Columbia, SC (WLTX) - SCE&G is suing over a new law that's designed to lower power bills for customers that were being charged for a failed nuclear reactor project.

The utility filed the lawsuit Monday in federal court, claiming that the measure passed last week by the South Carolina legislature is unconstitutional.

The new law primarily gives SCE&G customers an experimental 15 percent reduction in the costs they were paying for the abandoned construction of two nuclear reactors at the V.C. Summer Nuclear station in Fairfield County. Up until now, roughly 18 percent of every customer's bill has gone to the project.

South Carolina Governor Henry McMaster had vetoed the bill, saying customers should be given the full 18 percent rate reduction. Lawmakers overrode that veto, and the bill immediately went into effect.

SCE&G says the rate reduction and other parts of the law are an unlawful taking of private property, denies them due process of law, and constitutes an unlawful bill of attainder.

SCANA/SCE&G was able to bill customers for the project because of a law passed by South Carolina lawmakers in 2007 called the Base Load Review Act. It let utilities go ahead and charge customers for construction of projects before and during their construction.

In the wake of the V.C. Summer fiasco, lawmakers called for the repeal of the law, and they did just that during a vote Wednesday in the House and Senate.

State run utility Santee Cooper was also part of the failed project, but SCANA had the majority stake. Both of them walked away from the plan a year ago, after years of construction and billions of dollars spent.

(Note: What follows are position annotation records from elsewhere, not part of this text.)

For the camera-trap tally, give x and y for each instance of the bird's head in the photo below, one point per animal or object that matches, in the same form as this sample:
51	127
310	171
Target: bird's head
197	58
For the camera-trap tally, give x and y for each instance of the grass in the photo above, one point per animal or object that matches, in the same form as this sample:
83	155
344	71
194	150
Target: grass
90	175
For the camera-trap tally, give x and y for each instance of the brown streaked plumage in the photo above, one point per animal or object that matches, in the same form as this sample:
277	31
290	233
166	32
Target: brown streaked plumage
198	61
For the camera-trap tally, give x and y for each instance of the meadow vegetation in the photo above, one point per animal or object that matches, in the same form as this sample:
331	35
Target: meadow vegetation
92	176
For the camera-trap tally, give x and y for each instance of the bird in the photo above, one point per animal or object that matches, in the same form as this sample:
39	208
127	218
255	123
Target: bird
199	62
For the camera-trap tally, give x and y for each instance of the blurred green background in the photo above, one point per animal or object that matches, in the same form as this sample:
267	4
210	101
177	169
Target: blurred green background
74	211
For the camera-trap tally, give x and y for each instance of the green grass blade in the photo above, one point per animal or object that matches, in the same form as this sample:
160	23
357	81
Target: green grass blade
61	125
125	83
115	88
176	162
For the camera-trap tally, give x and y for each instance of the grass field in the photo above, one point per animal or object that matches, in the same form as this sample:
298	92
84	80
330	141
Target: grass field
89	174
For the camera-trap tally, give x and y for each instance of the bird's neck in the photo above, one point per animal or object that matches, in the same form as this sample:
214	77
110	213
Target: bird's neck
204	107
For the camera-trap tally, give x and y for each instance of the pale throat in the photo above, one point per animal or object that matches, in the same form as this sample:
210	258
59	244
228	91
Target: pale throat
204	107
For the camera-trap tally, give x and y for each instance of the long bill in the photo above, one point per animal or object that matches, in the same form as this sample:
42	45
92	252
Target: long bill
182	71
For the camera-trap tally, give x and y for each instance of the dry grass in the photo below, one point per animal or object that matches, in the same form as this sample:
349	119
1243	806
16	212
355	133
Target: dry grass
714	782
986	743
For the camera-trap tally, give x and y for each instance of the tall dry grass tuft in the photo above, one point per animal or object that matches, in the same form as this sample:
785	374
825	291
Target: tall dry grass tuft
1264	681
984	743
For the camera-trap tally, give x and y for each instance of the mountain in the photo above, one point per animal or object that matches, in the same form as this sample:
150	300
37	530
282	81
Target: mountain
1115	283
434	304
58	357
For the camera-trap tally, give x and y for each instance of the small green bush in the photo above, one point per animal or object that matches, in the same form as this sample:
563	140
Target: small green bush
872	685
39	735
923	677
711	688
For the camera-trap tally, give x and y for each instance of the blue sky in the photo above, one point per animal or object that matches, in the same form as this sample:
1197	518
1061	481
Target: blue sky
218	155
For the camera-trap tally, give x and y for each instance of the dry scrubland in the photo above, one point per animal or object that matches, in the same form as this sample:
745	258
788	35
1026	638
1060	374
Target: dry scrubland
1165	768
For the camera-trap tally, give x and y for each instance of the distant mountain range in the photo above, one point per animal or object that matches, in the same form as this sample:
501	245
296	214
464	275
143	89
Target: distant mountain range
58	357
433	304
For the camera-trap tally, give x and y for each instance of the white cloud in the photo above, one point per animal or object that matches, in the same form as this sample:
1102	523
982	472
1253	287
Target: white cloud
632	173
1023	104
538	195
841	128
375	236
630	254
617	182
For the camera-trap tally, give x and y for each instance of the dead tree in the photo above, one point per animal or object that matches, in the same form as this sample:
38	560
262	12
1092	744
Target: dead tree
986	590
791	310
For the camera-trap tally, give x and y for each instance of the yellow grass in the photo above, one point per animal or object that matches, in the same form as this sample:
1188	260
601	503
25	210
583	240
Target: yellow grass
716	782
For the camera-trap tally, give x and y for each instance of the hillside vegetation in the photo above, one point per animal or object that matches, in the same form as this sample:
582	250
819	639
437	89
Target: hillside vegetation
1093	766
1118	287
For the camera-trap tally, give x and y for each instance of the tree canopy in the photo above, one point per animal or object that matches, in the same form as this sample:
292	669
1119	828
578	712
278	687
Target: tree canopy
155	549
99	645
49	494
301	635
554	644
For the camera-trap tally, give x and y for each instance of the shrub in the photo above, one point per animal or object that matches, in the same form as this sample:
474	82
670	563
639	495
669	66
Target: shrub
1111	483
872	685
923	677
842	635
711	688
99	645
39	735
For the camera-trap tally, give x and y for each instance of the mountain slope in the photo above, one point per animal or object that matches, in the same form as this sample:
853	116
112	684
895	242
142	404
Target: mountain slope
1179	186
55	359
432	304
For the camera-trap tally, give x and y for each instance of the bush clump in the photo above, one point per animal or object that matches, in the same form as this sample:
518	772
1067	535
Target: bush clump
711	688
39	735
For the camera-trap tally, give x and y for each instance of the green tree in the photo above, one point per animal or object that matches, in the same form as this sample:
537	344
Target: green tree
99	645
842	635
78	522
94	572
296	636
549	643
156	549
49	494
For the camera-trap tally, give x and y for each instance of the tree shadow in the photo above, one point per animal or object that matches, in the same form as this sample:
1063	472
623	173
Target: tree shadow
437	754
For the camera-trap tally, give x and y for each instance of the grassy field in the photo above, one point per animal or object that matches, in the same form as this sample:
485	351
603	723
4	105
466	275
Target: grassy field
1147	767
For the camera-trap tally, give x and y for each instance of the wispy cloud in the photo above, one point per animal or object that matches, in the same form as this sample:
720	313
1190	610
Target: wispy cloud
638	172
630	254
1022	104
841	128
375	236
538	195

That decision also cost 5,600 people their jobs.

The reactors were supposed to have provided another source of energy to meet rising demand from the growing number of users in South Carolina.

Another key part of the law approved by the House and Senate is giving subpeona power to the Office of Regulatory Staff, a state agency that has some authority over utilities. The bill allows them to get their hands on secret documents by power companies.

The General Assembly had used a conference committee--a special group of three lawmakers from the House, three from the Senate-- to get a deal done and iron out differences between competing versions of their proposals.

Virginia-based Dominion Energy, which is attempting to buy SCE&G, said the legislature's action put in peril a plan they have which would give all customers $1,000 and a 7 percent rate reduction due to the V.C. Summer failure.